Au début le temps de pause est assez long : on trouve des parades pour éviter la fatigue et le changement de position qui rendraient le cliché flou.
- siège pour s'assoir (souvent un fauteuil à accoudoirs),
- élément de mobilier pour s'accouder (souvent un fausse balustrade, ou une console), 
- enfant tenu fermement pour éviter qu'il ne bouge

Après avoir suivi cette conférence, j'ai regardé les clichés de ma collection personnelle et j'y ai retrouvé ces éléments.


1871
Photo la plus ancienne de nos ancêtres en notre possession (il s'agit d'une reproduction). Elle représente la famille Rols : Rols Alexandre, Puissant Marie-Anne son épouse et Rols Élisabeth, leur fille aînée (alors âgée de trois ans). 
C'est un portrait fait en atelier. La famille est assise, devant une toile tendue (elle ne semble pas peinte). Le temps de pause est alors encore relativement long : près d'une minute. C'est sans doute pourquoi ils sont assis. Le plus souvent, un repose-tête était habilement dissimulé afin d'aider à tenir la pause. On remarque que chacun des deux parents tient fermement les bras de la petite fille afin qu'elle ne bouge pas et que le cliché soit net. Ce cliché a sans doute été pris à Angers car le couple y habite, au moins depuis 1868. 

1917
Portrait de la famille Lejard. 
C'est aussi un portrait fait en atelier. La famille est disposée devant une toile tendue peinte. Pour aider à la pause, des accessoires sont disposés : fauteuil à accoudoirs pour l'aïeule, fausse balustrade pour d'autres. Le petit Daniel est lui aussi tenu fermement par sa mère afin qu'il ne bouge pas. Chacun a revêtu son plus beau costume pour immortaliser ce moment. 

Années 1930
Portrait de Marcelle Macréau, épouse Borrat-Michaud, et son fils André.
Portrait fait en atelier. Une toile tendue peinte sert de décor : faux rideau de théâtre et fausse balustrade. La mère tient son fils afin qu'il ne bouge pas, mais d'une façon un peu plus lâche que sur les clichés précédents : l'enfant est plus grand et/ou le temps de pause est désormais mois long. Chacun est bien habillé et bien coiffé. 

Début XXème ? (date non connue)
Portrait de Célestin Félix Gabard et son épouse Marien Henriette Benetreau. 
C'est aussi un portrait fait en atelier. Le couple est disposé devant une toile tendue peinte, un décor en perspective, et une plante. Il n'y a pas d'accessoire pour aider à la pause, si ce n'est la chaise sur laquelle est assise Marie. Celle-ci porte sa coiffe vendéenne qui ne la quittait pas. Elle tient une paire que gants qu'elle ne devait pas, contrairement à la coiffe, porter quotidiennement (elle était fermière).

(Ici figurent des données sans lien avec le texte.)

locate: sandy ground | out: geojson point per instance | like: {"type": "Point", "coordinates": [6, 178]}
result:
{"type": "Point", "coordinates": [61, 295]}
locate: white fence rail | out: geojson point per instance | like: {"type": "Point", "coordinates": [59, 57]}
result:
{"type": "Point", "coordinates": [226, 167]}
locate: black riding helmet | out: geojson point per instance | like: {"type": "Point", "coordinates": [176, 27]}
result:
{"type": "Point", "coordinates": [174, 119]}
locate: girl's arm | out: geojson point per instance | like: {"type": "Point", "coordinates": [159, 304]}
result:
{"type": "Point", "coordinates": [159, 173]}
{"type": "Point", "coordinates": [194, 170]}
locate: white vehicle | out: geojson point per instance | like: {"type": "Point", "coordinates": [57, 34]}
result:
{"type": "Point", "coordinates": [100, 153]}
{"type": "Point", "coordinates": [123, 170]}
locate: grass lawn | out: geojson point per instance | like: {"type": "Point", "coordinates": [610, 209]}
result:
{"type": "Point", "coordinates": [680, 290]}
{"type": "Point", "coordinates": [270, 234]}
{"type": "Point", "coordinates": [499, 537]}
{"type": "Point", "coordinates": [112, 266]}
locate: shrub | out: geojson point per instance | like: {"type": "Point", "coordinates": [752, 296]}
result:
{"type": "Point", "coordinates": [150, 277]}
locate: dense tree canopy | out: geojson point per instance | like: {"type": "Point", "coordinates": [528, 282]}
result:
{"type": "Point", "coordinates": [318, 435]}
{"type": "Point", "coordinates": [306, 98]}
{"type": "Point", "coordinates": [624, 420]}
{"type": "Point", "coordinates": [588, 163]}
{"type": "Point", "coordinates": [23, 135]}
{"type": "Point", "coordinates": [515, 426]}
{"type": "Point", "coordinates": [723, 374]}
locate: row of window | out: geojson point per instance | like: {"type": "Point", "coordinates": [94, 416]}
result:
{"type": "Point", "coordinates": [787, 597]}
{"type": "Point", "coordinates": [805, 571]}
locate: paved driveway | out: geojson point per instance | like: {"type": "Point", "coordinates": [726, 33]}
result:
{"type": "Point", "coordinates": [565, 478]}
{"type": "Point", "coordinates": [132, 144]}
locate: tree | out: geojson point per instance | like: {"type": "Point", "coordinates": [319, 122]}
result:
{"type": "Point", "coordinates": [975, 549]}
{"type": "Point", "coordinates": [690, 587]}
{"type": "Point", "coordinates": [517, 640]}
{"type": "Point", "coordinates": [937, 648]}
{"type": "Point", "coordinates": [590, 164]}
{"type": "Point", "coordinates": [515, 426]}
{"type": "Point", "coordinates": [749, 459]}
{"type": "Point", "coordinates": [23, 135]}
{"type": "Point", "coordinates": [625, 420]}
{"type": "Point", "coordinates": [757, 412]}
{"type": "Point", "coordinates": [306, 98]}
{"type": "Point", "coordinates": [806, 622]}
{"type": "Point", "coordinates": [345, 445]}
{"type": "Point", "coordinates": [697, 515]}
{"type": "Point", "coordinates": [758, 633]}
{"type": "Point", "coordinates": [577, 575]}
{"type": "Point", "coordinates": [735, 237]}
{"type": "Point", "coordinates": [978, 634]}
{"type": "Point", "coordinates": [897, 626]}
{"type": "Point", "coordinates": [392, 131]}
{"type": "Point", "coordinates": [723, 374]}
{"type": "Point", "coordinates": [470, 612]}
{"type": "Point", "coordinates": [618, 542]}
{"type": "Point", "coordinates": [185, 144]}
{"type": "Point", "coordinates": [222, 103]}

Si vous avez vous aussi des clichés anciens, pris en atelier, amusez-vous à déceler ces détails :
- la toile peinte qui sert de décor en arrière-plan, 
- des accessoires qui aident à tenir la pause : le fauteuil à accoudoirs, la console sur laquelle on s'appuie, la fausse balustrade, la canne ou le prie-Dieu
- les parents qui tiennent les enfants pour éviter le flou
- les vêtements du dimanche et la coiffure soignée

* Conférence organisée lors de l'exposition "Limoges révélée, une ville et l'art photographique (1839-1914)" à la Galerie des Hospices.